Even with the hit, the company is tightening operations. Shah said, “We continue to accelerate on managing inventory, merchandising and decluttering initiatives. In line with our long-term strategy towards bringing best-in-class efficiency standards, we have undertaken another VRS in one of our manufacturing units.”

What’s working for Bata

Moreover, despite the temporary dip, the company’s premium and fashion-led segments are showing resilience. Shah said, “Premium products showed robust growth in brands like Hush Puppies and Power. Our Victoria Ballerina campaign touched the right chords and attracted female customers, helping us gain an additional 1% in the sales mix. We also achieved the highest weekly pairage contribution from our Power Easy Slide collection.”

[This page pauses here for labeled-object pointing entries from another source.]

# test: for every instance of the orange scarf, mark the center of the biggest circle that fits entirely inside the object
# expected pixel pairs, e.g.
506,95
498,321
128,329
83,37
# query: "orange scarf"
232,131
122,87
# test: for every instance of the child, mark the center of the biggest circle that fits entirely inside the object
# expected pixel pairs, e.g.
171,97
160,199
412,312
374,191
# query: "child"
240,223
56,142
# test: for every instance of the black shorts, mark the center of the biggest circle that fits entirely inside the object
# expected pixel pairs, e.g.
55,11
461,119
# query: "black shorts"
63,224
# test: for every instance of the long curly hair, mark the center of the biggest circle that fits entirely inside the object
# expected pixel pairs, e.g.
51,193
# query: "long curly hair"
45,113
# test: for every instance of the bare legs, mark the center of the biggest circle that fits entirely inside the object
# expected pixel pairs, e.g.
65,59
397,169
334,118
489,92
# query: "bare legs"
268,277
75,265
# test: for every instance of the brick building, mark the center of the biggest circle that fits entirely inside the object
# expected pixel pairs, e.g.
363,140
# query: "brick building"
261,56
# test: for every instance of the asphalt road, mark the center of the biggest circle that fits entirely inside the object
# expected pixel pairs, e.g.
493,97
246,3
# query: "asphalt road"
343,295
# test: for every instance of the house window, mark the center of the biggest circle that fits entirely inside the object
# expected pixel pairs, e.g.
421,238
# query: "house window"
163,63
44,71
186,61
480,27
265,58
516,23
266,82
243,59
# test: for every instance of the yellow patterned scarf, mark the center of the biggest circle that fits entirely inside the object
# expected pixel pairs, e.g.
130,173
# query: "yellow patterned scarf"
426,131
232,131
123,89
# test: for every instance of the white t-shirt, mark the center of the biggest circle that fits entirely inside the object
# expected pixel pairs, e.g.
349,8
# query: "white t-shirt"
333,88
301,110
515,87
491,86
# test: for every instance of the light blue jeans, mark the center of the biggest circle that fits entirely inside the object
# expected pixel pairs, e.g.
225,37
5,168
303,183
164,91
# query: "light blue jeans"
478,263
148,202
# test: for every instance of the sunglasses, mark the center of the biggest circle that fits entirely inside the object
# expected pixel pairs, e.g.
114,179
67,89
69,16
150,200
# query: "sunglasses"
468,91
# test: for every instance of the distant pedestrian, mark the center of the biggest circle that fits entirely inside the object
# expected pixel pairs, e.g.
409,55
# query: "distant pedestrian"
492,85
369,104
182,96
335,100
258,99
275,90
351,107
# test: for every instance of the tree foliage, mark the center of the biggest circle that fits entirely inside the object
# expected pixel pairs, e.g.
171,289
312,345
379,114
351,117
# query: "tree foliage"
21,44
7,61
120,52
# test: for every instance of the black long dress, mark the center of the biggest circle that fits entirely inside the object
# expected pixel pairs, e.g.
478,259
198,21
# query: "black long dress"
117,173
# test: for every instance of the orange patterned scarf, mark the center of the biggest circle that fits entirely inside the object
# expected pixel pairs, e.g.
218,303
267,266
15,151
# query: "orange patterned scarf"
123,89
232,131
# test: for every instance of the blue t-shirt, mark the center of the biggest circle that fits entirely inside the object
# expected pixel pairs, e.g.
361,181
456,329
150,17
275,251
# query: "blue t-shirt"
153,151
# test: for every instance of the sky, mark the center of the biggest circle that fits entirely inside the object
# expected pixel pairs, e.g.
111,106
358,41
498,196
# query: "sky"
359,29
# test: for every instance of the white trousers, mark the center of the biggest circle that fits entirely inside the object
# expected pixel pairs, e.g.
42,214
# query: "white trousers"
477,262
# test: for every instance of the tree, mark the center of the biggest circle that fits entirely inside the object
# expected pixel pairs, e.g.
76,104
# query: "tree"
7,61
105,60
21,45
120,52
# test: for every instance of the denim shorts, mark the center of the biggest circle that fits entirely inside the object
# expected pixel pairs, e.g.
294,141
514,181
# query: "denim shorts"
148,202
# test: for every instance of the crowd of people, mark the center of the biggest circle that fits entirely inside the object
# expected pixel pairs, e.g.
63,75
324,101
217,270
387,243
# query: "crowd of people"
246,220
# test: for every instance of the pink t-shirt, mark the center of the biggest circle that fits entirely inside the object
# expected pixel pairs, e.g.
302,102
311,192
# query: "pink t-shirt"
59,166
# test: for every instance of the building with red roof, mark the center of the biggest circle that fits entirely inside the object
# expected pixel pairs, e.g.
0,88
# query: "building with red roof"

Bata’s Zero Base Merchandising Project, now scaled to 200 stores, has improved inventory efficiency and revenue per square foot. The company also added 30 new franchise stores during the quarter, strengthening its reach in smaller towns and semi-urban markets — a key focus area for future expansion.

What to expect going forward

The management remains “cautiously optimistic” about the rest of the financial year. Shah said, “We remain cautiously optimistic about recovery towards the balance of this year, backed by our strong market positioning and wide network while maintaining strong focus on cost efficiencies.”

With festive and wedding demand kicking in, and consumers responding well to fashion-forward comfort categories like ballerinas, slides, and athleisure wear, Bata expects volumes to stabilise in the coming quarters.

In short, a mix of GST transition pains, inventory adjustments, and one-off costs hurt Bata’s September quarter. But with consumer sentiment improving and the company betting big on premium and comfort footwear, the next few quarters could tell whether this slowdown was just a temporary stumble or a signal of changing dynamics in India’s footwear market.